Lavamos bien la berenjena y la secamos. Dejamos la piel. La cortamos en rodajas finas y las dejamos en un colador una media hora espolvoreadas con sal para que ‘suden’ y pierdan el amargor.
Preparamos la masa de pizza extendiéndola con el rodillo en una superficie enharinada. Recuerda que también puedes usar masa de pizza envasada pero puedes encontrar varias recetas para hacer masa de pizza fácil AQUÍ.
Ponemos la base de pizza en una bandeja de horno sobre papel de hornear engrasado con aceite de oliva.

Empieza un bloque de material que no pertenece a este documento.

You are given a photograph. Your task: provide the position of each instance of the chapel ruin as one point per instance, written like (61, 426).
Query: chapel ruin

Pasamos las rodajas de berenjena par de minutos por una sartén o plancha con aceite caliente. Si la cortas fina no es necesario este paso previo, puedes poner la berenjena cruda y se cocina al horno, pero la verdad es que el resultado es mucho más jugoso si la pasas antes por la plancha.
Ponemos la salsa de tomate por encima de la masa de pizza, agregamos un poco de queso rallado por toda la superficie. Cubrimos con rodajas de tomate finas, con la piel. Seguimos con la berenjena y terminamos con orégano y un poco más de queso.
Horneamos unos 15 minutos aproximadamente hasta que la masa está cocida y el queso fundido, pero hay que tener cuidado para que la verdura no se queme en exceso.
Se puede decorar con unas hojitas de albahaca fresca picadas sobre la pizza.
CONSEJOS Y COMENTARIOS Esta pizza se puede preparar también con calabacines, pero en este caso no es necesario que ‘suden’ ni pasarlos primero por la plancha porque son más tiernos.